In the end, it came down to deciding that we were better off apart.

The wife runs a home business that has been ongoing for almost the length of the marraige. Originally when we were married, she had a good job and shared in the expenses of the home. One day she cam home crying and I could tell how bad this job was hurting her, so I went with the home business she wanted since it was something that made her feel good and I made a decent living.

Over time, I could see that the business was not capable of supporting itself, and told her such. She asked for more time and turned into more grief than I needed, so I let her work on her biz while I worked at mine. 12 years later it's still not good. 

Along the way she engaged with a group that talks of spiritual support, angels, and destiny, and all other sorts of angles. She's really gotten strange, to the extent even that her mom is coming to me crying because she can't talk to her own daughter.

It all boils down to her suddenly telling me that she wants to start a new life on her own.
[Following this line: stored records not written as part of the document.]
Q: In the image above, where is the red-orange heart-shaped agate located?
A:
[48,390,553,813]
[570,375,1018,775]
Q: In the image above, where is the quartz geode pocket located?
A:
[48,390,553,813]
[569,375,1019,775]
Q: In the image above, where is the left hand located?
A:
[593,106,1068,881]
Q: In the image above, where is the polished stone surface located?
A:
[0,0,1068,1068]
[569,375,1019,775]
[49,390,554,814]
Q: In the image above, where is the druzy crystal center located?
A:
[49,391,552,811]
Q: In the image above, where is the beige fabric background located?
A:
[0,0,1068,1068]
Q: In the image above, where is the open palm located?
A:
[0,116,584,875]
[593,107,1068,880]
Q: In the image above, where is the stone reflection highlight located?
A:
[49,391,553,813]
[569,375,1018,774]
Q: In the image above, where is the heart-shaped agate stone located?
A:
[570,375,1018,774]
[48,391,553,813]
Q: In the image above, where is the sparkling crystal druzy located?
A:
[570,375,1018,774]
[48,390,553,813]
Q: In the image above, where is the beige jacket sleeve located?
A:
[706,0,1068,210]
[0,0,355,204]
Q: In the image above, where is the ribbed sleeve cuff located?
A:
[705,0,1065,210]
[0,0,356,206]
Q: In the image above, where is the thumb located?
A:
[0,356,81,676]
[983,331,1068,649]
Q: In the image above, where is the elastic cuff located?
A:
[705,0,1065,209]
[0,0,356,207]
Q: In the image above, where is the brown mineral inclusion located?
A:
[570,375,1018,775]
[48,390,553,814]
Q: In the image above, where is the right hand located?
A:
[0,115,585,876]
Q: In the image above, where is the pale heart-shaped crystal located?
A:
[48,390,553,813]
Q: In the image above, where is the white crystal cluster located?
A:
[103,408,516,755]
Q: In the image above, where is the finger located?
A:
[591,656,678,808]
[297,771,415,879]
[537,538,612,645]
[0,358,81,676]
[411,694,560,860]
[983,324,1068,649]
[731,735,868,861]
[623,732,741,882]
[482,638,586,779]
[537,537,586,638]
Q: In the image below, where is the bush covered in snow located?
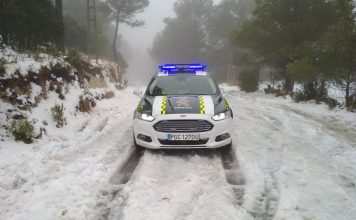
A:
[51,104,67,128]
[10,118,34,144]
[0,47,125,143]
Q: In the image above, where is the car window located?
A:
[147,73,218,96]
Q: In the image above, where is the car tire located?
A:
[220,141,232,151]
[132,134,144,150]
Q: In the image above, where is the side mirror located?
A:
[134,89,143,98]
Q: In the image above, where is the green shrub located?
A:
[76,96,96,112]
[238,67,259,92]
[67,49,83,69]
[0,64,5,77]
[10,118,34,144]
[51,104,67,128]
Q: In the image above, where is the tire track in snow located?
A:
[249,171,280,220]
[220,147,245,206]
[101,148,249,220]
[110,149,144,185]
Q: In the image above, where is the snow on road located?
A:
[228,87,356,220]
[0,88,356,220]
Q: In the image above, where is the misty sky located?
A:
[119,0,175,84]
[119,0,220,84]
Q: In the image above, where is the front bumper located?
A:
[133,114,233,149]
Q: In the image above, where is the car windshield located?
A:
[147,73,218,96]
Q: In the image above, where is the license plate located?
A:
[167,134,200,141]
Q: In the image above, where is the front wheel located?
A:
[132,134,144,150]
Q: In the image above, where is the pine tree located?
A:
[322,0,356,107]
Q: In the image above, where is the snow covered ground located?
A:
[0,87,356,220]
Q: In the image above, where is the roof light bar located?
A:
[159,64,206,72]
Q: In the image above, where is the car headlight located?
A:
[212,110,231,121]
[137,112,156,122]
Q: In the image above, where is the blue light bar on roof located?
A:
[159,64,206,72]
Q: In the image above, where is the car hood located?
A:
[152,95,214,116]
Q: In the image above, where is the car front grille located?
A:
[153,120,214,133]
[158,138,209,146]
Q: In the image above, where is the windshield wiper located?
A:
[167,97,175,113]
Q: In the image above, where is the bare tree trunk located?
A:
[112,13,120,65]
[55,0,64,51]
[345,73,351,107]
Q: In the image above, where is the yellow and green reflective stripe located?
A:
[225,99,230,110]
[199,96,205,114]
[137,101,142,112]
[161,96,167,115]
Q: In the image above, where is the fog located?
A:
[119,0,220,85]
[119,0,175,84]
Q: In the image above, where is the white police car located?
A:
[133,64,233,149]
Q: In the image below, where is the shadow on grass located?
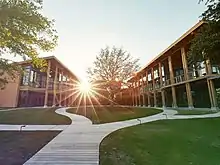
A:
[67,106,162,124]
[0,108,71,125]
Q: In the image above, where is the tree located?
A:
[87,47,139,102]
[0,0,58,87]
[188,0,220,64]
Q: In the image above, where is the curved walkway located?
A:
[25,108,220,165]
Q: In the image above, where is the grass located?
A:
[177,110,216,115]
[100,118,220,165]
[67,107,162,124]
[0,108,71,125]
[0,131,59,165]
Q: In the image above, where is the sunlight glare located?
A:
[79,82,91,94]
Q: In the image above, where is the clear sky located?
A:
[43,0,205,80]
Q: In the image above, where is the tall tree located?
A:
[0,0,58,87]
[188,0,220,64]
[88,47,139,104]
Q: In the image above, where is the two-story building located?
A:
[0,56,79,107]
[118,21,220,110]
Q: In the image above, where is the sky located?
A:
[41,0,205,81]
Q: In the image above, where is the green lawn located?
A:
[100,118,220,165]
[0,108,71,125]
[177,110,216,115]
[67,107,162,124]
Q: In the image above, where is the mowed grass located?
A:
[177,110,217,115]
[100,118,220,165]
[0,108,71,125]
[67,106,162,124]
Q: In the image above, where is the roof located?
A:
[128,21,205,81]
[17,56,79,80]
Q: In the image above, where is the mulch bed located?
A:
[0,131,60,165]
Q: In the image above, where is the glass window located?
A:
[148,74,152,81]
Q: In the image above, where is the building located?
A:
[118,21,220,110]
[0,56,78,107]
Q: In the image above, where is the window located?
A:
[148,74,152,81]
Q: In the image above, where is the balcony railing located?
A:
[21,81,74,91]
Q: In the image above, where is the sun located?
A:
[79,81,92,94]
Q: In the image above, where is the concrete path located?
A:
[0,124,68,131]
[25,108,220,165]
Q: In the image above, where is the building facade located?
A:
[0,56,78,107]
[120,22,220,110]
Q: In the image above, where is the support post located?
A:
[207,80,218,110]
[159,62,166,109]
[206,59,218,110]
[138,77,141,106]
[151,68,157,107]
[168,56,177,108]
[59,71,63,107]
[142,75,146,107]
[53,66,58,107]
[44,60,51,107]
[181,47,194,109]
[161,90,166,109]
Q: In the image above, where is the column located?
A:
[168,56,177,108]
[159,62,166,109]
[151,68,157,107]
[207,80,218,110]
[63,75,67,107]
[44,60,51,107]
[137,77,141,106]
[206,59,218,110]
[161,89,166,109]
[142,75,146,107]
[131,82,135,106]
[134,82,138,106]
[53,66,58,106]
[59,71,63,107]
[181,47,194,109]
[146,70,150,107]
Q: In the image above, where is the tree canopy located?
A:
[88,47,139,103]
[0,0,58,89]
[188,0,220,64]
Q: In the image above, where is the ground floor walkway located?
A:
[22,108,220,165]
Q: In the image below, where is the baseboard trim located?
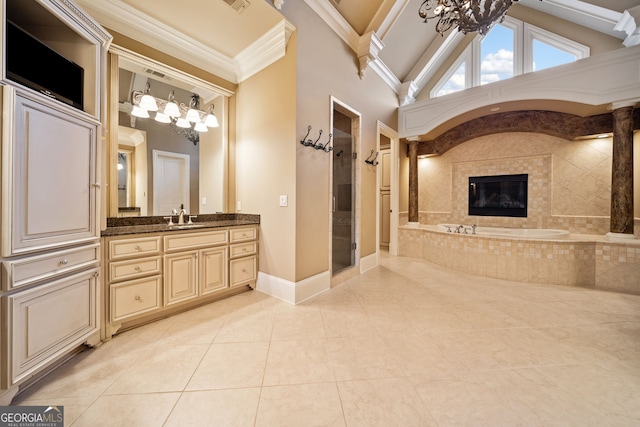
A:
[256,271,331,305]
[360,252,378,274]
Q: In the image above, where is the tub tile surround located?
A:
[398,132,640,293]
[418,132,624,235]
[398,225,640,294]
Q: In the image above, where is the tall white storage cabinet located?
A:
[0,0,111,405]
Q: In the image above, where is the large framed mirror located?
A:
[108,45,233,217]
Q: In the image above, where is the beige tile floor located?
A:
[14,255,640,427]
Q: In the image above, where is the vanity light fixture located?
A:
[131,90,220,144]
[154,111,171,123]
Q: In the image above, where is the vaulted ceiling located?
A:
[76,0,640,103]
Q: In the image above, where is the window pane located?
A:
[533,40,577,71]
[436,62,466,96]
[480,24,514,84]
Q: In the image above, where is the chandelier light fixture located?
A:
[418,0,518,35]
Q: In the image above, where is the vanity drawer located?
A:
[2,245,100,290]
[110,276,162,323]
[229,256,258,287]
[109,256,162,282]
[164,230,227,252]
[109,236,160,259]
[229,242,258,258]
[229,227,258,243]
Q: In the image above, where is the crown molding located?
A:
[234,20,295,82]
[77,0,293,84]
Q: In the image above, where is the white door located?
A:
[153,150,190,215]
[380,148,391,250]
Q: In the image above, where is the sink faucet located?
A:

She suddenly wakes up and realizes her biz isn't cutting it, and she makes a beeline to what I've been working my ass to tuck away since I was still thinking that we'd be living on my income. My income was enough for a nice life, but because I paid for everything, saving are etremely limited. 

I've asked her about getting a job to suppport this new life, but the only response seems to be her putting a lot of energy into going after me.

I feel like her personal piggy bank.

I supported her all through these 12 years of marraige.

And in the end I get stabbed in the back.

It's killing me sitting here waiting for her response to what she wants! I can't move forward because we need to sell the house first, and I can't move back.

Other than waiting for her response, is there anything you would suggest doing?

Thanks for listening.


----------



## DTO (Dec 18, 2011)

You need to cut her off and get an attorney. You tell him/her exactly what your wife has told you, then you say your priority is divorce with maximum asset preservation (some will assume this, some will ask what you want). After you have done what you are told, you tell your wife that her new life is going to be apart from you and on her own dime.

You are very fortunate in that your wife has told you exactly where she stands. Many men have stories about how their wives and exes bled them dry for years while hiding their true motives. She has nothing to gain by telling you she's better off alone before moving against your money; it would be very unwise to assume this is not her true feeling.

And, even on the off-chance she is just trying to shake things up (she seems unhappy and to be trying to search for rather than generate that happiness) you don't have to divorce if she wants to reconcile. OTOH, if she gets offended that you are protecting yourself and not letting her do her own thing on your dime, do you really want her around?


----------



## anchorwatch (Mar 5, 2012)

She told you what she wants. Give it to her. See a lawyer and start divorce proceedings. Protect your finances. Cut her access off to your monies. Do not give her any money. Only pay for food and the house. If she has a cell phone, car, gym membership, ect don't pay for them. She wants to be on her own, that does not mean you have to underwrite her new life style. Tell her there is wonderful world on the other side of your front door and she's welcome to it, on her own. A bit of that should shake her up. If not at least she won't bring you down with her.


----------



## Agast84 (Dec 26, 2011)

I agree with anchorwatch, protect your money, but do not give her any more than what she needs. Cutting her off from food and housing will not make you look good. Get with a lawyer before you make any choices though. They will be better equipped to help you.


----------



## Feelused (Sep 2, 2012)

Thanks for the input guys ... your support makes a big difference.

I'm seeing a lawyer this week, and I'll fill him in on whats been asked by her, and how to get the speration agreement moving forward.

Whats your thought on selling the home at this time? I mean is it better to sell, split 50 /50 (if she goes for it), or get the lawyer involved first and incorperate the split into the agreement? 

I ask this because once the house is sold, it givers her a money pool to work with?

We sleep on different floors, but anyone who didn't know use would never guess there was anything wrong.

Hard to believe that this is the person I've been with all my life. 

Thanks again for listening.


----------



## WorkingOnMe (Mar 17, 2012)

What state do you live in? Please don't say California (the alimony capital of the world).


----------



## JCD (Sep 2, 2012)

Have the sale of the house put into the divorce decree so that you don't split it and then have her make a run at your assets at the split.

Get documentation of exactly how much you've been subsidizing her current hobby (businesses make money. hobbies eat money) Get this for your attorneys sake.

As far as the rest, yes what they said. I'd also tell her to start packing and looking for a place. YOU didn't ask for this. She did. 

If necessary, change your accounts. Burdensome, I know. BTW, document exactly how much money you have right now so you can show that you aren't trying to hide anything. Hiding assets pisses off a judge and takes up a lot of billable hours...on both sides. 

Stipulate in the agreement that she is going to pay her own attorney and court costs. THAT might be a document you want signed now. At the very least, let her initiate it.

And make sure you do the 180. A simple spiritual life is very easy if you are A) totally dirt poor (i.e. have nothing else anyway) or B) well off with a nice support system. Remove the support system. Don't be a ****, just don't be there for picking up the dry cleaning, helping with the car etc.

This is crap she is taking for granted and it gets to stop.


----------